Reliability-oriented AC/DC hybrid distribution network planning: A risk-constrained approach

Abstract

The rising share of direct current (DC) loads and DC-based distributed generations (DGs) challenges the efficiency of alternating current (AC) distribution networks, thereby making hybrid AC/DC distribution networks a more flexible and economical solution. However, uncertainties in AC and DC load demands and renewable DG outputs can lead to violations in bus voltage and line loading limits, which introduces significant risks. The proposed plan includes modeling the security constraints of the problem as a combination of hard and soft constraints.

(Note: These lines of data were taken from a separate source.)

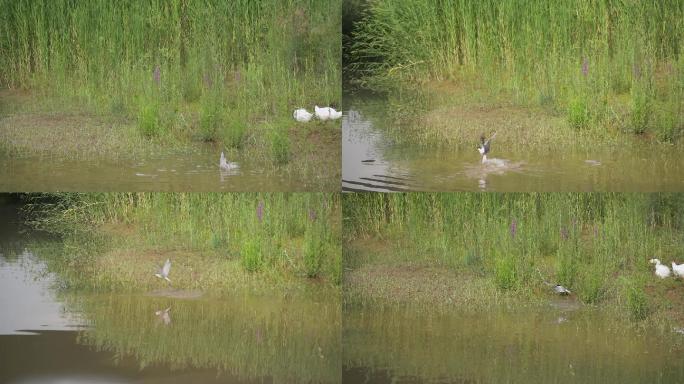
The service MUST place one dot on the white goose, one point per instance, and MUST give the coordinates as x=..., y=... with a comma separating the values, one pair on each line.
x=678, y=269
x=302, y=115
x=661, y=271
x=227, y=165
x=322, y=114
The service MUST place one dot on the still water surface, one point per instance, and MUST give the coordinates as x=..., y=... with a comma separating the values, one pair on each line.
x=561, y=344
x=50, y=335
x=371, y=161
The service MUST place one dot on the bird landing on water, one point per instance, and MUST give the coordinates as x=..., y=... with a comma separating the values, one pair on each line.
x=484, y=146
x=164, y=271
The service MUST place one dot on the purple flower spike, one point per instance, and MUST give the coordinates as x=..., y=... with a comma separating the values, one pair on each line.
x=260, y=211
x=207, y=81
x=157, y=75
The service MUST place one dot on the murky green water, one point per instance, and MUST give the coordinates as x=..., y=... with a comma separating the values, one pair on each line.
x=371, y=161
x=189, y=172
x=49, y=335
x=558, y=345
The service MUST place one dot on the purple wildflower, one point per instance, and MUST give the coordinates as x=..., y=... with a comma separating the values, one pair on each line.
x=207, y=81
x=157, y=75
x=260, y=211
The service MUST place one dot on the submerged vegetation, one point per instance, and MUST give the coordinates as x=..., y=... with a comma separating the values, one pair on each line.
x=224, y=72
x=605, y=67
x=481, y=250
x=216, y=242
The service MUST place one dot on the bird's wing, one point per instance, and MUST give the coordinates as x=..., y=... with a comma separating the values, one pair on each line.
x=167, y=267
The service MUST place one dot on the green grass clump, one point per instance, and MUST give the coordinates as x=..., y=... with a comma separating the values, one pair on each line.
x=313, y=249
x=578, y=113
x=215, y=240
x=529, y=54
x=231, y=67
x=519, y=244
x=637, y=301
x=280, y=145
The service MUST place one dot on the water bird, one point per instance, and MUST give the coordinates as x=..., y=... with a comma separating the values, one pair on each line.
x=334, y=115
x=484, y=146
x=302, y=115
x=661, y=271
x=678, y=269
x=322, y=114
x=164, y=315
x=164, y=271
x=561, y=290
x=227, y=165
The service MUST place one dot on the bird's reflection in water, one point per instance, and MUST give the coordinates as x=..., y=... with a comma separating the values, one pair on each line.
x=163, y=316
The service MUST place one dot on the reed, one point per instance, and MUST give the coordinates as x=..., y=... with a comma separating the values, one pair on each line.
x=617, y=65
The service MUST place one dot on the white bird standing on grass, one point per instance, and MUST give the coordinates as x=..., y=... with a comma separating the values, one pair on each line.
x=678, y=269
x=322, y=114
x=164, y=271
x=227, y=165
x=334, y=115
x=302, y=115
x=661, y=271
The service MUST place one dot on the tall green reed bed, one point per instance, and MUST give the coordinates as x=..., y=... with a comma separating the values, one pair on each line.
x=613, y=65
x=219, y=71
x=598, y=245
x=215, y=241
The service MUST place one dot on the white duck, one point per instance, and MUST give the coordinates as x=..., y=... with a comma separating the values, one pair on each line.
x=302, y=115
x=322, y=114
x=661, y=271
x=678, y=269
x=227, y=165
x=334, y=115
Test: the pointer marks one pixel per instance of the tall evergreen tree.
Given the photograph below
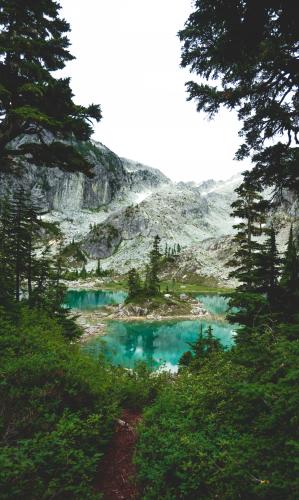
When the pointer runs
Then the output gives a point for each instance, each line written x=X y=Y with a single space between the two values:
x=268 y=269
x=134 y=283
x=251 y=208
x=152 y=279
x=250 y=50
x=290 y=281
x=7 y=244
x=32 y=100
x=248 y=304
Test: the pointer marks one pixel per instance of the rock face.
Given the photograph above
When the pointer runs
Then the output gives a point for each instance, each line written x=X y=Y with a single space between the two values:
x=115 y=215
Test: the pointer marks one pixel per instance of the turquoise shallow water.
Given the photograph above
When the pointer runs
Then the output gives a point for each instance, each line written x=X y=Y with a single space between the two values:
x=156 y=343
x=90 y=299
x=215 y=304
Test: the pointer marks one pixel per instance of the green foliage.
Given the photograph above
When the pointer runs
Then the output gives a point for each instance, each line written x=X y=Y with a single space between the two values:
x=73 y=253
x=250 y=50
x=33 y=102
x=228 y=431
x=57 y=410
x=137 y=388
x=134 y=284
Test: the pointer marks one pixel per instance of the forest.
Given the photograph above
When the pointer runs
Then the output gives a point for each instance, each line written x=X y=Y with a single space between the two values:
x=226 y=425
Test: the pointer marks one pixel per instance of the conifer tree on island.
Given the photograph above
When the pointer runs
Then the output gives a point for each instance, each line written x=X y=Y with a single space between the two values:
x=33 y=102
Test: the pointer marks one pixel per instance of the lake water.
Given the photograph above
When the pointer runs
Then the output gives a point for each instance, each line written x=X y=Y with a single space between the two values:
x=155 y=342
x=91 y=299
x=215 y=304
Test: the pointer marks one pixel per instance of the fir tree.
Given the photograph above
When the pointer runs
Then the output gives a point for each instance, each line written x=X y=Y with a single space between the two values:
x=98 y=272
x=250 y=50
x=34 y=45
x=290 y=281
x=268 y=269
x=7 y=275
x=247 y=303
x=134 y=283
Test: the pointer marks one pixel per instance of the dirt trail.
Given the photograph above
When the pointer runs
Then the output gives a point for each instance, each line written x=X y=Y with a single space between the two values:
x=117 y=474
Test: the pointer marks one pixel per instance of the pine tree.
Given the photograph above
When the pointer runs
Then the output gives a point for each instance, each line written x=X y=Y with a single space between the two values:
x=134 y=284
x=33 y=101
x=245 y=54
x=7 y=275
x=268 y=269
x=247 y=303
x=290 y=280
x=98 y=269
x=152 y=278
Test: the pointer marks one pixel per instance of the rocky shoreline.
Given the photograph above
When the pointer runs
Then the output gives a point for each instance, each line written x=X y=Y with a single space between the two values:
x=94 y=323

Hard constraints represent strict technical requirements that must be satisfied, whereas soft con straints allow limited violations and are modeled as penalty costs associated with bus voltage deviation and line overload. These penalties are included in the objective function to internalize the cost of risk. The conditional value at risk (CVaR) criterion is employed to quantify and control risk under uncertainty. Ensuring network reliability is a critical aspect of distribution network planning, as it directly influence service continuity and overall operational resilience. Network reliability is modeled through the inclusion of outage-related costs. The overall objective function consists of investment costs, operation costs, and risk. Both risk-averse and risk-seeking strategies are examined by adjusting the weight of the CVaR component. The effectiveness of the proposed methodology is demonstrated using a test distribution network, and a sensitivity analysis is conducted on the planning problem considering both risk and reliability simultaneously under factors such as confidence level, load interruption cost, equipment cost, converter efficiency, and equipment failure rates.